Bad Agent | scobt

At work, I have this growing anxiety that one of the LLM agents I'm encouraged to use is absolutely, positively going to delete something important and irretrievable.

These agents poke around on my behalf, ingesting, restructuring, and manipulating my company's information. Some of mine process the kinds of tasks you might describe as opportunistic. You know, fix these flaky tests, or summarise this complicated topic, or migrate this JavaScript to TypeScript.

This catastrophic error that I worry about would be unpredictable, only tangentially explainable in retrospect, and would probably happen mid-way through some unrelated task. Most importantly, the error would be one that immediately implicates my company's ARR.

In this terrible fabrication, let's just say that my agent finds a stray password in some old and forgotten configuration file, and gains access to a database. A justification for this destructive behaviour will be generated, along with a generated and sincere-sounding apology. You're absolutely right, the logs will say, it was a mistake to wipe that database! Still, the database gets wiped.

This is just one of any number of ways the agent could go awry.

These agents aren't doing all of my job, not yet. This agent is addressing the sort of thing that's harder to allocate company time towards. These are tasks that only became a problem to tackle as soon as the agents got good enough to address them. After all, we use people for the roadmap and the customer-facing features, because the people will build the right thing while simultaneously not wiping the company's production database. (Well, at least with humans, the odds are still in our favour.)

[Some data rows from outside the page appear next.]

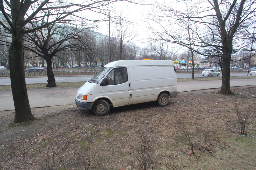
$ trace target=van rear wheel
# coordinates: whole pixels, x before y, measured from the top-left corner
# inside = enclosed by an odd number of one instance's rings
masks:
[[[109,104],[105,100],[99,100],[93,104],[92,111],[93,113],[98,116],[105,116],[110,110]]]
[[[170,97],[166,93],[163,93],[160,95],[157,100],[158,105],[160,106],[165,106],[169,103]]]

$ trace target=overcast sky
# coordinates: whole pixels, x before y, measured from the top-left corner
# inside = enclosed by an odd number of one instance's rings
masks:
[[[145,4],[152,4],[151,0],[147,0],[144,3]],[[143,42],[146,42],[148,32],[147,28],[146,23],[149,12],[152,12],[152,5],[135,4],[127,2],[119,2],[113,5],[115,12],[119,14],[122,14],[122,17],[133,23],[133,25],[130,25],[130,30],[137,34],[136,40],[134,42],[139,46],[145,46]],[[115,15],[114,12],[110,11],[110,15]],[[108,35],[108,23],[99,24],[99,28],[95,31],[101,32],[102,34]],[[111,35],[115,31],[115,24],[110,23],[110,32]]]

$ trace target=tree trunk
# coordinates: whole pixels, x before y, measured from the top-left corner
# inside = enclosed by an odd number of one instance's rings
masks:
[[[192,50],[191,50],[191,59],[192,60],[192,80],[195,80],[195,76],[194,74],[194,55],[193,51]]]
[[[47,66],[47,84],[46,87],[54,87],[57,86],[55,83],[55,78],[54,78],[54,73],[52,67],[52,60],[50,59],[46,59]]]
[[[231,53],[224,54],[222,60],[223,70],[222,72],[222,82],[221,89],[218,93],[222,94],[229,95],[233,94],[230,89],[230,61]]]
[[[23,34],[13,35],[9,49],[11,83],[15,109],[15,123],[34,118],[30,109],[25,80],[23,39]]]

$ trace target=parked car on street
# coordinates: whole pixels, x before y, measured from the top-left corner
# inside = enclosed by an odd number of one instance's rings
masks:
[[[219,76],[220,75],[220,73],[214,69],[206,69],[204,70],[204,71],[202,72],[202,75],[203,76],[204,75],[209,76]]]
[[[250,75],[256,74],[256,69],[252,69],[250,71]]]
[[[43,67],[34,67],[25,70],[25,72],[39,72],[42,73],[45,71],[45,69]]]

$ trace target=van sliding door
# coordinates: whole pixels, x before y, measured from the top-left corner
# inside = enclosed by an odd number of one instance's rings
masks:
[[[130,77],[126,67],[113,68],[106,77],[108,85],[103,86],[104,97],[111,99],[114,107],[127,105],[130,97]]]

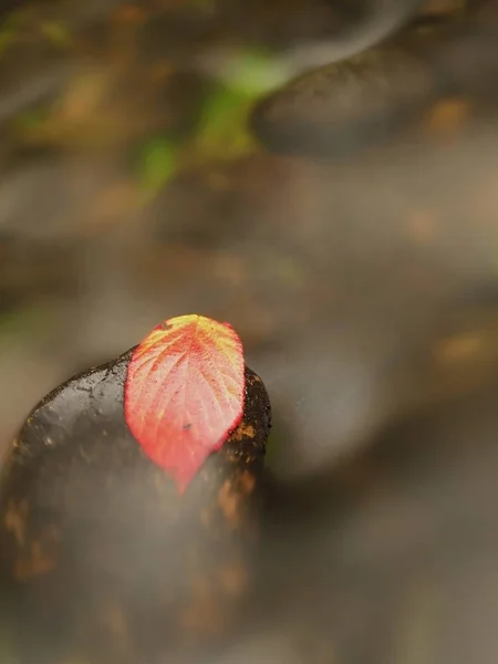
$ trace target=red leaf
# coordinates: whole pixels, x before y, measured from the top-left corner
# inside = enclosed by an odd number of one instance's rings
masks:
[[[135,349],[125,419],[145,454],[184,491],[242,418],[242,344],[228,323],[180,315]]]

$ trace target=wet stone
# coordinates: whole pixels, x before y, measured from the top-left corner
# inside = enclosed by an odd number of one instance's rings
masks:
[[[386,43],[305,73],[262,100],[251,127],[272,151],[324,156],[396,135],[440,93],[418,51]]]
[[[248,590],[264,386],[246,369],[242,422],[179,496],[124,422],[131,355],[49,394],[4,460],[1,615],[21,664],[176,661],[216,643]]]

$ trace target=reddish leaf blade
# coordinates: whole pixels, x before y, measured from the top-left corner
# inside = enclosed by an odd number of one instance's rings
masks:
[[[231,325],[181,315],[157,325],[135,349],[125,419],[181,492],[239,424],[243,396],[242,343]]]

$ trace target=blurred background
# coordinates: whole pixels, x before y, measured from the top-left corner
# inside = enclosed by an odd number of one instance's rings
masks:
[[[0,3],[2,448],[228,320],[274,427],[227,662],[497,661],[497,37],[494,0]]]

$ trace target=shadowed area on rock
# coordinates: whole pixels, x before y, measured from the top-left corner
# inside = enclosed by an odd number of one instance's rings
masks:
[[[207,647],[247,593],[270,427],[263,384],[246,370],[242,422],[180,496],[124,423],[131,353],[51,393],[6,460],[2,606],[27,664]]]

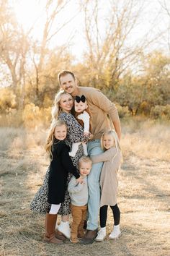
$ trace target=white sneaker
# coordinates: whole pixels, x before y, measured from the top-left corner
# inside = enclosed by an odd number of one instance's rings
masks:
[[[114,226],[114,229],[109,236],[109,239],[111,240],[118,239],[119,236],[120,236],[121,231],[120,230],[119,225],[117,226]]]
[[[58,226],[58,231],[61,232],[66,238],[71,238],[71,229],[68,221],[61,221],[60,225]]]
[[[106,237],[106,231],[100,229],[97,233],[97,236],[95,238],[95,240],[98,242],[103,242],[105,237]]]

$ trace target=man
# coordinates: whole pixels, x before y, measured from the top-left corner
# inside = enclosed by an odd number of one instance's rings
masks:
[[[100,138],[106,129],[110,129],[107,115],[113,123],[119,139],[121,135],[120,122],[115,106],[100,90],[89,87],[79,87],[73,72],[64,70],[58,74],[61,88],[72,96],[84,95],[91,114],[91,133],[93,140],[88,142],[89,155],[96,155],[102,153]],[[98,213],[100,201],[99,177],[103,163],[94,163],[88,176],[89,197],[88,201],[89,218],[87,230],[82,244],[91,244],[97,235]]]

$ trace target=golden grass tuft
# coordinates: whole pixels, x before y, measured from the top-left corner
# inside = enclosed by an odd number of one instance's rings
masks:
[[[122,125],[122,236],[86,246],[43,243],[45,216],[30,210],[48,165],[46,131],[0,129],[0,255],[170,255],[169,127],[141,120]],[[112,224],[109,210],[107,237]]]

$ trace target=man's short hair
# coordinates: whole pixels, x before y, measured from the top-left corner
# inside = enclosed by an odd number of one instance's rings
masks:
[[[58,74],[58,82],[60,85],[61,85],[61,77],[64,77],[65,75],[66,75],[68,74],[70,74],[71,75],[72,75],[73,80],[76,80],[76,77],[71,71],[63,70],[63,71],[61,71],[60,73]]]

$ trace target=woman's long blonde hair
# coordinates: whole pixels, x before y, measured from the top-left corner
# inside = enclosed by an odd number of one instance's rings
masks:
[[[69,93],[66,93],[63,90],[59,90],[59,92],[55,96],[54,106],[52,108],[52,111],[51,111],[52,121],[53,121],[54,120],[57,120],[58,116],[61,112],[62,109],[60,106],[60,101],[61,100],[62,96],[65,94],[71,96]]]
[[[52,152],[51,152],[51,148],[52,145],[54,142],[54,132],[55,132],[55,128],[57,127],[61,127],[62,125],[65,125],[66,127],[67,128],[66,124],[65,123],[64,121],[58,119],[58,120],[53,120],[50,124],[49,131],[48,131],[48,135],[47,137],[46,140],[46,144],[45,145],[45,149],[47,153],[47,155],[50,157],[50,158],[52,159]]]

Large Language Models are an amazing feat of science. I actually believe that these models are performing a weird kind of magic. And the big companies spending billions on training are excitedly letting us all know that agents just like ours are solving some of the hardest problems in the world. If they can do things like that, surely these agents can migrate my JavaScript to TypeScript, right?

Let's get back to that anxious feeling.

Catastrophic deletion isn't the only risk I worry about, of course. There are any number of single points of failure that an agent could have access to. There are subtle errors too, things we won't find until later, if we ever find them at all. But deletion is a mistake that's so easy to make, and it can happen so darned fast.

If it happened to me, it would be because the agent that I willingly elected to run on my company-issued Macbook, using my own credentials, took an action that would have looked like an act of internal sabotage had I typed in the same commands by hand. If I had taken these actions on my own, surely I would have to be fired for gross negligence.

Despite this, I probably won't be fired. The actual penance will be worse, I think. I will be spoken about in hushed tones. It was him, my colleagues will say. He's the one who willingly chose to run this agent, on a machine connected to one of the company's single points of failure, our precious and irreplaceable resource. (In private, what they'll really be saying is Thank goodness it wasn't me..)

We've been asked to move faster than ever this year, so everyone has been presented with an agentic license. Our product managers are set up with development environments, as are our designers, our directors, and even some of our C-suite execs. They've all got some level of infrastructure access, which is required to run a local environment in the first place. And things are probably fine, right? We're careful. Right?

Knock on wood, but so far, my agent hasn't gone rogue. But I continue to tidy up my codebase with an agent on some opportunistic and low-to-medium-priority task, and anxiously, I wait.